Horses OK again at Promontory Point

       One day after City Council heard Westsider T.J. McGinty's plea for horses in Promontory Point Open Space May 24, the signs prohibiting them were gone.
       “I'm elated,” McGinty said. “I get to look like a hero when my daughter comes home today.”
       He added a general hope that City Parks would in the future be more conscious of the intangible contribution horses make to parks - as well as city tourism - and thus look for more ways to allow than disallow them.
       The action appears to be final. Although Mayor Lionel Rivera had directed City Manager Lorne Kramer to review the parks policy on horses, City Parks Director Paul Butcher told the Westside Pioneer he already met with McGinty May 25 and has begun working out a plan between them. He added that unless otherwise requested, he will continue to work “one on one” with the McGintys - usually the only horse users in the 3.65-acre park - and eventually send a note to Kramer, explaining how the matter was resolved.

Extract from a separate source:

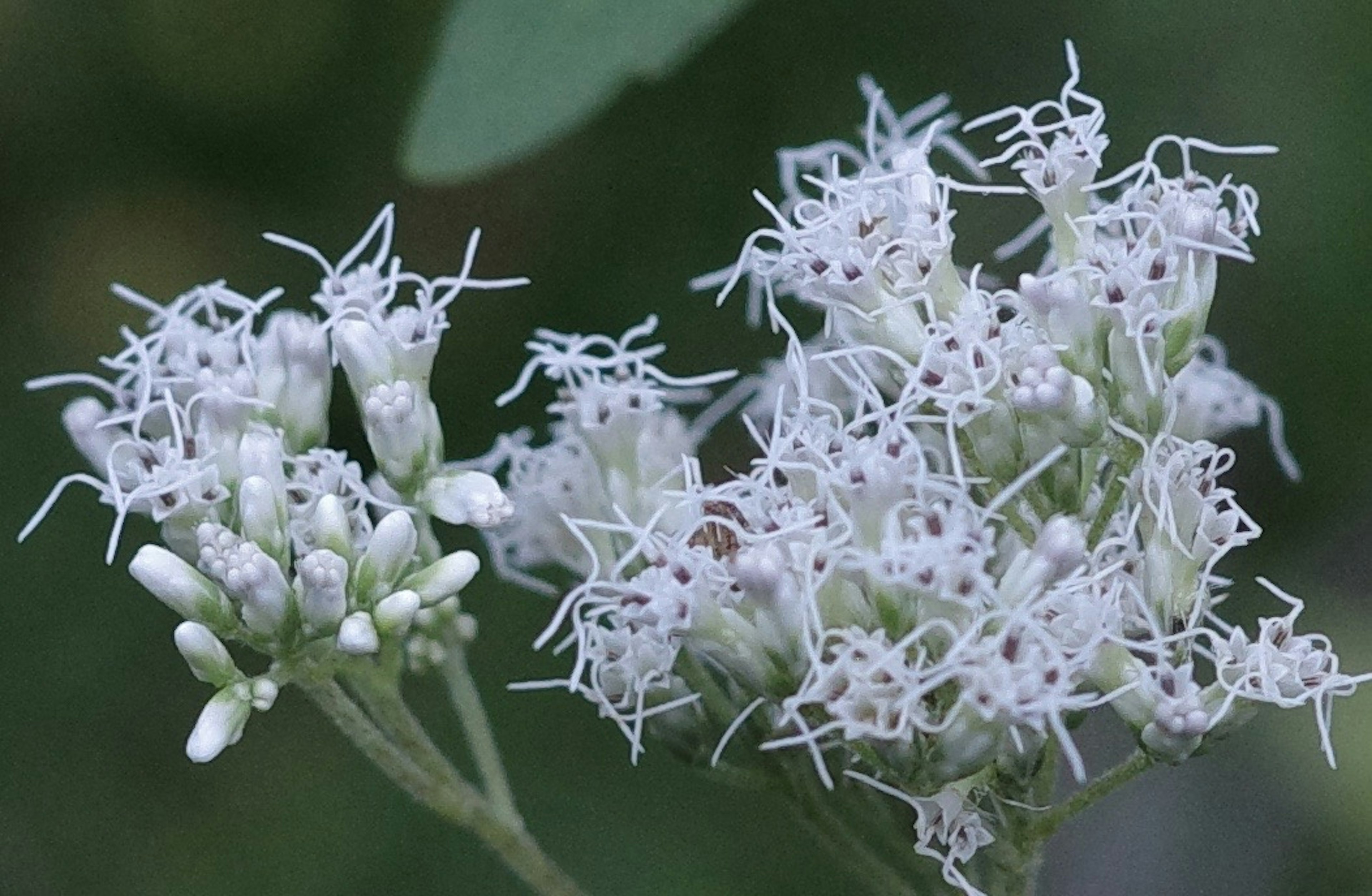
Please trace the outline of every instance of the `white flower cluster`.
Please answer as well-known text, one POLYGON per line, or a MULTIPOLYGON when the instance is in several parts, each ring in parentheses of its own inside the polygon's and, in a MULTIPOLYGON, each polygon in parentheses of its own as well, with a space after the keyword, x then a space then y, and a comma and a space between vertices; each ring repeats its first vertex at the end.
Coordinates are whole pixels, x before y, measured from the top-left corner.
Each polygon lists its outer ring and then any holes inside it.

       Some upgrade of Promontory Point's dirt trails will be necessary, but Butcher did not think the expense would be too great. Nor does he believe the property will now be overrun with horse users because it is too small for intense use of that kind and does not connect to any multi-use trails.
       McGinty described his talk with Butcher as “real productive.”
       He had appealed to council after “horses prohibited” signs appeared in the park a few weeks ago, preventing his daughter, Kelsey, from riding her horse up to the park as she had done for many months. According to his council presentation, an abstract on the property indicates that horses have been ridden there for 105 years.
       Kramer actually had been directed to look into the matter a day earlier, at the May 23 informal council session, when Councilman Tom Gallagher, a Westsider who helped create the park in 2002, asked that the signs come down.
       At that time, Butcher argued that Promontory Point, although termed “open space,” properly falls under the category of “neighborhood parks,” in which horses are not permitted.
       Gallagher contended that Parks ought to consider the “unique nature of this park in the Westside. There are pockets of areas where people still stable their animals.”
       One such stable is next to the trail up to Promontory Point, where the McGintys keep their two horses.
       In talking to council, McGinty's main legal point was that city code stipulates that horseback riding is allowed in city open space. However, Butcher said afterward that “many, many, many” open space areas do not allow it because they are too small, too fragile or protected due to endangered animal species.